Psychics Interpret Messages at Art-a-Whirl

Two intuitives discuss their roles as artists and masters of their craft

Art-a-Whirl, Psychic, Minneapolis
An ad from Kathleen Lloyd at Art-a-Whirl. Photo by Maxine Whitely.

“Say your name three times,” I was commanded as soon as I sat down. Kathleen Lloyd and Suzette (not her real name; she requested not to remain anonymous) are psychics and tarot card readers. I found them in the Grain Belt Bottling House, a new Art-a-Whirl location. They sat quietly, waiting for someone to step up and talk to them. When someone finally did, a whole horde followed, afraid to be the first, but eager to get advice.

Immediately after my introduction, Suzette had a read on me. “First of all, you’ve got to slow down,” she said, ever so knowingly. “You’re someone I’d ask to paint my porch but I wouldn’t want to paint my living room.”
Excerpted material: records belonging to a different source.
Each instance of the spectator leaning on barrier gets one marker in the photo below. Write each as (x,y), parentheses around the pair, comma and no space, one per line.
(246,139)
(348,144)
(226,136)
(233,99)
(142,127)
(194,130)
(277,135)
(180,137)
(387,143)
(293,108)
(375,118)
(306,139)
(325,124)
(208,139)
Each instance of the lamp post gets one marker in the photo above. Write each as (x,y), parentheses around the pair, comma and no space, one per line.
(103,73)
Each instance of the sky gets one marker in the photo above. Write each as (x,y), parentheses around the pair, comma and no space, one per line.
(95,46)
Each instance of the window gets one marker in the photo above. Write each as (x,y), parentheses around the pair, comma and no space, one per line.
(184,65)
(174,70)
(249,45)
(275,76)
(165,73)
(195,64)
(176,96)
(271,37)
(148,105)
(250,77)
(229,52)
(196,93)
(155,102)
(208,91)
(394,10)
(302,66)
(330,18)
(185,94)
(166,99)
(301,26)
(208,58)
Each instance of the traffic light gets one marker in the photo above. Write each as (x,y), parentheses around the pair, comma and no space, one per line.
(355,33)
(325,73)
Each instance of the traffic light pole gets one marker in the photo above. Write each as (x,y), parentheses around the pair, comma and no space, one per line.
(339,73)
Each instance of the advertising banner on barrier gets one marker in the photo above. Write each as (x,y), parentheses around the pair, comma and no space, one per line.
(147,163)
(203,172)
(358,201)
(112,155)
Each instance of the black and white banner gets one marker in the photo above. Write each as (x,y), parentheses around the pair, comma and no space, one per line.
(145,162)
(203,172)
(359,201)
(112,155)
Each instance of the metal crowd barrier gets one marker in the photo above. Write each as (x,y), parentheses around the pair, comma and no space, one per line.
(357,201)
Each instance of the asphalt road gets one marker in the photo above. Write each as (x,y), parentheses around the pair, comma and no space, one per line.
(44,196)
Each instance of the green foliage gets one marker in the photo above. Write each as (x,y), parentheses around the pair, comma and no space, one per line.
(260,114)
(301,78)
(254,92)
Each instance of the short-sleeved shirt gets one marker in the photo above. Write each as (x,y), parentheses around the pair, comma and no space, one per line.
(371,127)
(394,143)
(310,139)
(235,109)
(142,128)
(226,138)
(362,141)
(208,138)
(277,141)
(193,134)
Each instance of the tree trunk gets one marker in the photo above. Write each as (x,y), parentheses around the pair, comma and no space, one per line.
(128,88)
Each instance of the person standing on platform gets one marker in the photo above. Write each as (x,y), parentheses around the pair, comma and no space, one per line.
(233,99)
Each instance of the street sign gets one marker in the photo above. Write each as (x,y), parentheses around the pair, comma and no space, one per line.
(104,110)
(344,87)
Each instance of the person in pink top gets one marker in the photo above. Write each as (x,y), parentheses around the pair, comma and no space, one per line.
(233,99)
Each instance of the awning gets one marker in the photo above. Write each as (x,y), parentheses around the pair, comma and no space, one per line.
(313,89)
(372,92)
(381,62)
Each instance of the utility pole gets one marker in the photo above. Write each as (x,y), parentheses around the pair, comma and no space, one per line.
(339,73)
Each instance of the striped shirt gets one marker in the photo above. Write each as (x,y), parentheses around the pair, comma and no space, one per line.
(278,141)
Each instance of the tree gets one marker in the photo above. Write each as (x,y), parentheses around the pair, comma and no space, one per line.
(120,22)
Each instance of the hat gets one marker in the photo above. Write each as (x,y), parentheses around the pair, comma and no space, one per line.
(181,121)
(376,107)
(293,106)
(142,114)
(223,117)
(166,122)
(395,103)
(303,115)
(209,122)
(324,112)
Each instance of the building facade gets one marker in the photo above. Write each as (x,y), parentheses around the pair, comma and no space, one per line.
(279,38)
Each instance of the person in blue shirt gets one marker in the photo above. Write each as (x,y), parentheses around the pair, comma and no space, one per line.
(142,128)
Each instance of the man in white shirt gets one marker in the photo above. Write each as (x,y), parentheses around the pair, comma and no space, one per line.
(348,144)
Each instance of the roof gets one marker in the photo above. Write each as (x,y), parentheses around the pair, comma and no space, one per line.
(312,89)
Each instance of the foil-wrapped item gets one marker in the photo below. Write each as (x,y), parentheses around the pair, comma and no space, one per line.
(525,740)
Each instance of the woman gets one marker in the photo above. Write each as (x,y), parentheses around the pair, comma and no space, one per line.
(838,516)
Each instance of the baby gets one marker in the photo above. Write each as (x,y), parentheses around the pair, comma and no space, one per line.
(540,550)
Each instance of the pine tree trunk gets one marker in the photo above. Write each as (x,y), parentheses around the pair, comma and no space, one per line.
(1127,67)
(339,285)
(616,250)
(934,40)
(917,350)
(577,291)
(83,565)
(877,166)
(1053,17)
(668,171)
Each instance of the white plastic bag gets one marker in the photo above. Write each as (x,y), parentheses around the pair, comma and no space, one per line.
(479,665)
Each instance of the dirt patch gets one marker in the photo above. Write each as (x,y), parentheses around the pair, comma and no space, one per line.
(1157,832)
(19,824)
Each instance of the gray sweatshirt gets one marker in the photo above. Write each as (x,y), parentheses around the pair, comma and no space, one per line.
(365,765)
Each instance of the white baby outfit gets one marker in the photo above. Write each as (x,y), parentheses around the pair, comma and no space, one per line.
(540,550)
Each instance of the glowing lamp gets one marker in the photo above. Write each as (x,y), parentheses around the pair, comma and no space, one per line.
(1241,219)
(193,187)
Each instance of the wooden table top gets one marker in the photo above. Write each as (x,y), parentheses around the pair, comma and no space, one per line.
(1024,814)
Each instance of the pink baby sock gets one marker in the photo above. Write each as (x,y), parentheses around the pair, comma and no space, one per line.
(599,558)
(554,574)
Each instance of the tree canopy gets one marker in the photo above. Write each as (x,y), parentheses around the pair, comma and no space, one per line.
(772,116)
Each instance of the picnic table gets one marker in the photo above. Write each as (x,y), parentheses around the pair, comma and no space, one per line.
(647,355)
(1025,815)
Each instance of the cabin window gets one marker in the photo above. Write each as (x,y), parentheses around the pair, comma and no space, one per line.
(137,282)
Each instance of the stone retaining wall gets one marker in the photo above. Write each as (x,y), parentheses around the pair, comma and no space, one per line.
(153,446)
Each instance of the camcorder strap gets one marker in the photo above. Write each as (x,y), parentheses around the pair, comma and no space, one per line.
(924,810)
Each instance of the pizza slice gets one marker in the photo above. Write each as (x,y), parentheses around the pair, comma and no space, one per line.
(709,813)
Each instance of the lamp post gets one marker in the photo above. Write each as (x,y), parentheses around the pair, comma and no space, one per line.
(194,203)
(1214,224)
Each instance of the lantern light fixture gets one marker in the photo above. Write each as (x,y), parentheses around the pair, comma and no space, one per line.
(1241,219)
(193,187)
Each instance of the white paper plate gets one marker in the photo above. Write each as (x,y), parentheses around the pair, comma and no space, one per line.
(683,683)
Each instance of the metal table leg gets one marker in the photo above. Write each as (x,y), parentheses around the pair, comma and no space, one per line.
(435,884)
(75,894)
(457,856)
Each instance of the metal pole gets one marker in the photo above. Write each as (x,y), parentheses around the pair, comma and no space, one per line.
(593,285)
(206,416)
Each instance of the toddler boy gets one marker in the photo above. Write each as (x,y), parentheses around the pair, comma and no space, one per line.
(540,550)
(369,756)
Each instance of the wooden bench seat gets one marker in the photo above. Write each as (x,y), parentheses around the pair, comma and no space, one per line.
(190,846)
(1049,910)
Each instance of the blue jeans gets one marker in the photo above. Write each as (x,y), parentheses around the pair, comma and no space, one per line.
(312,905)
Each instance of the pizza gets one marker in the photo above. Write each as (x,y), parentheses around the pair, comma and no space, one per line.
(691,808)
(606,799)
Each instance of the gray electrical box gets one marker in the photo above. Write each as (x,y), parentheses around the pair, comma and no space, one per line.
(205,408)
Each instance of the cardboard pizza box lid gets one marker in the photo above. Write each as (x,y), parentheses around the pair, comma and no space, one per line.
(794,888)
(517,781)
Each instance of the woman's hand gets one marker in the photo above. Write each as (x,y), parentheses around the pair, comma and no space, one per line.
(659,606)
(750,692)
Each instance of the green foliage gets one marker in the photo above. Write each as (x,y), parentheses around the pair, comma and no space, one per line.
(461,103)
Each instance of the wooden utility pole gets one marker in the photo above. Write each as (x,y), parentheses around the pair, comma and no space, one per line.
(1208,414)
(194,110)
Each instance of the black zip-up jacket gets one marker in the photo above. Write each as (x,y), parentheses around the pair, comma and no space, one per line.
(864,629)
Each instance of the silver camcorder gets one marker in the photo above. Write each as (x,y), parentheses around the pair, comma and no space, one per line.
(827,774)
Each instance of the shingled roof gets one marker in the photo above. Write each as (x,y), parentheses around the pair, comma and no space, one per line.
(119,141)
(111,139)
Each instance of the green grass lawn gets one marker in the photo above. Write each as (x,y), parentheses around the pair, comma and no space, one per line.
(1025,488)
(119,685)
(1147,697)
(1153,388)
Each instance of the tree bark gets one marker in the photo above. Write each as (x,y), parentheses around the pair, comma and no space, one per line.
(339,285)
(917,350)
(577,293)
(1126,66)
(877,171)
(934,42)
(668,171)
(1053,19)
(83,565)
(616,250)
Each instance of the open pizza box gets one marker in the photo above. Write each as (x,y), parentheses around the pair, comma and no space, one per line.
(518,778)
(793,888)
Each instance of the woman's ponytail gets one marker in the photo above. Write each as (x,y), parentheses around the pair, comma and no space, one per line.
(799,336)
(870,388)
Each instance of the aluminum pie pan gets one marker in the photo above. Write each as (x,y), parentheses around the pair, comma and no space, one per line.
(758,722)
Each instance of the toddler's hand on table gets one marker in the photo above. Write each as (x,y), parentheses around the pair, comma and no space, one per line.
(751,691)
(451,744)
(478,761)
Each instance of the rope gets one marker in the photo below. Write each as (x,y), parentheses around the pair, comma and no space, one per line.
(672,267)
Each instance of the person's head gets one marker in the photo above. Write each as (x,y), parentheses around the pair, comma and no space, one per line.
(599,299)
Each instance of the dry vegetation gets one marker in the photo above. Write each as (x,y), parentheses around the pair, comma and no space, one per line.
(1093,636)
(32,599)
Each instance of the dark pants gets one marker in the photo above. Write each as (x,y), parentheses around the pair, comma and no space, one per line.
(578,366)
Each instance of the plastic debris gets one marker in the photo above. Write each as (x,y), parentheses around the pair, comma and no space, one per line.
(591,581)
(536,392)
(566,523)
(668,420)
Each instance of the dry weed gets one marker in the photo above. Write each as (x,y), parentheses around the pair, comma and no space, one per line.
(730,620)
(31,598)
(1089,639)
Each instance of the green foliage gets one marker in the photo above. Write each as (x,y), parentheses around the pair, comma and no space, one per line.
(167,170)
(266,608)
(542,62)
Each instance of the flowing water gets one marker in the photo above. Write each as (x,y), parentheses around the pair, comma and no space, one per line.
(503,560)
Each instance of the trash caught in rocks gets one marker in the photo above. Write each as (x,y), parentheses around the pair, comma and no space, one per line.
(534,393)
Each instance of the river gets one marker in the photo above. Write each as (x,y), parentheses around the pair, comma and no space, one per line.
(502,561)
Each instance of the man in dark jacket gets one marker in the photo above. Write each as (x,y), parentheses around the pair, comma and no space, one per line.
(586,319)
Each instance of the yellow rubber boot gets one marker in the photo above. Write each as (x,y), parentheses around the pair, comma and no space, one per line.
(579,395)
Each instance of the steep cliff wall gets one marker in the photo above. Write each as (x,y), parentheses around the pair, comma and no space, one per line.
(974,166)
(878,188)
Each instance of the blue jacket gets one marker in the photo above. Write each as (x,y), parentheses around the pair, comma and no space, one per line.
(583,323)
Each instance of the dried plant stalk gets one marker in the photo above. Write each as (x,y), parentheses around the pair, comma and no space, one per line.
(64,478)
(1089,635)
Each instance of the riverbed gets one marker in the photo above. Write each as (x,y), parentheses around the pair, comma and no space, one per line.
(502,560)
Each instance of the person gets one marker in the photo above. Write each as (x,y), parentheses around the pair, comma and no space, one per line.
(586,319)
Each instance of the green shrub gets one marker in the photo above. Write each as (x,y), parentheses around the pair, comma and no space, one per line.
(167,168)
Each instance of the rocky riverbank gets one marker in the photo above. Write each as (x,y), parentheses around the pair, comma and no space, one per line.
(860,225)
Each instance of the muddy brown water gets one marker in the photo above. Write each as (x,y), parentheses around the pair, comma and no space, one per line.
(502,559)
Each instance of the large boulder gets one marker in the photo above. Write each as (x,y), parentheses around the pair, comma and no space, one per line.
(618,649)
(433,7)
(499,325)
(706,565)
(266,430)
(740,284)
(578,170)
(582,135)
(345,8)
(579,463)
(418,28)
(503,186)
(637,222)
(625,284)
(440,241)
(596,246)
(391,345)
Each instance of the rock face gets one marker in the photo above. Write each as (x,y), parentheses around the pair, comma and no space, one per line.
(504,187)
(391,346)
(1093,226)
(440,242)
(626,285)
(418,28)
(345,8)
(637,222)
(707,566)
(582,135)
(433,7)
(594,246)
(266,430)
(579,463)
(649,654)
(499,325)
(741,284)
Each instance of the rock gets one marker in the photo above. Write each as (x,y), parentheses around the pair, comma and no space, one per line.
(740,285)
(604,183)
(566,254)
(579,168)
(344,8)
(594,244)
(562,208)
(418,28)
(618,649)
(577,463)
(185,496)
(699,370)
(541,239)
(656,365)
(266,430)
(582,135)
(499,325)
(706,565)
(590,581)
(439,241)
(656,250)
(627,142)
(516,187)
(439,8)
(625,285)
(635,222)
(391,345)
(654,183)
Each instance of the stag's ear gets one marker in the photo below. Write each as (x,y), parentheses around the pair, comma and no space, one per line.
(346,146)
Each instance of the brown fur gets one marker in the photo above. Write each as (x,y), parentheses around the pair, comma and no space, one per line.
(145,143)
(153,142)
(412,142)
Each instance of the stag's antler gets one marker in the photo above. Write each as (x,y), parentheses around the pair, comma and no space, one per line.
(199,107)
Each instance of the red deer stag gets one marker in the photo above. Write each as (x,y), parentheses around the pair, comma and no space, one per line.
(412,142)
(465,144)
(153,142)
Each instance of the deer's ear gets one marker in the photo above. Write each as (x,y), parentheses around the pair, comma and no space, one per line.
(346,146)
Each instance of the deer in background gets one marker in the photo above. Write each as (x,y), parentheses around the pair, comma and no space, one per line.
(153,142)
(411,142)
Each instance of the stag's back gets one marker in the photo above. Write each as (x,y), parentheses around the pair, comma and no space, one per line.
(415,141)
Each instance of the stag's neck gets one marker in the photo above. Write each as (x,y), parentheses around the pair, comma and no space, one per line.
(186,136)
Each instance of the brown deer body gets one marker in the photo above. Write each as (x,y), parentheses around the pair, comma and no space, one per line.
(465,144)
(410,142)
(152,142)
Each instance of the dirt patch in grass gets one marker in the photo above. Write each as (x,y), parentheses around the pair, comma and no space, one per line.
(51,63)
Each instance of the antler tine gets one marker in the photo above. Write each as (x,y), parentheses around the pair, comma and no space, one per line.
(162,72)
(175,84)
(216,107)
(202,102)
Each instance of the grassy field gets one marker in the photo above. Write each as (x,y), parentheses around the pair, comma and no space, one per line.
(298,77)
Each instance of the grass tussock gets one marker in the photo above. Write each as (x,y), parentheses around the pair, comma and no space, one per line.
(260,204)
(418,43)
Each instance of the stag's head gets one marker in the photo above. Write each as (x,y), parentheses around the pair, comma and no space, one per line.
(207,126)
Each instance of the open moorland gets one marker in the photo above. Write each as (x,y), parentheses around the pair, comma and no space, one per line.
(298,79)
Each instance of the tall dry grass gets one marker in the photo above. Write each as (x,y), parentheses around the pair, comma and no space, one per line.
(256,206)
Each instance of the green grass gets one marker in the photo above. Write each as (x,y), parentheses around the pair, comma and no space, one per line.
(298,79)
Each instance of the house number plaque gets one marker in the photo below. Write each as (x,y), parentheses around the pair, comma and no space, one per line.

I can’t pretend they didn’t nail it. Within 20 seconds of meeting me, they pegged me for the Type-A, hurried person I truly am, and managed to recite my future aspirations back to me verbatim. I was completely hooked. The women didn’t need tarot cards, a magic eight ball, or 21 questions to understand me; they just needed to tap into their intuition.

Suzette specializes in tarot card reading and Lloyd defines herself as a psychic consultant. While many brush those occupations off as hokey, their presence at one of Minneapolis’s largest art events indicates that some endorse it as a fine skill, honed through experience and study.

The two women ventured into the psychic world in completely different ways. Lloyd’s grandmother was her biggest influence—she was an ordained spiritual minister, and Lloyd spent a lot of time with her. She reports many instances that, looking back, indicate she had intuition all along. Whether it was seeing an angel at age six or watching a truck crash and finding out later it was her father, Lloyd believes that these experiences were spiritual messages as her skill manifested itself.

 “My grandmother said when my hair was white, that I would be doing this the way the way she’s doing it,” says Lloyd. Now, as she has gotten older, she has harnessed her own skills as an intuitive, just like her grandmother promised.

Suzette says that Lloyd’s mentoring has helped her to embrace her own skills, although the foundation for intuition was always there. “I always knew I had a gift,” she notes. “I met her through her store, and just loved her immediately. Just felt like I met her before, in a former life or something.”

The women have known each other for 15 years now, but Suzette says the most important thing Lloyd taught her was “how to feel the difference between an eco [brain] message and a heart message. The heart messages are the real intuitive messages.”

The messages Suzette discusses are the ones that can inform women about questions of: who I am, how I see the world, and where I need their counsel and advice. “I’m like the bumper pads in a bowling alley and it’s our job as intuitives to put you back in the middle,” she says.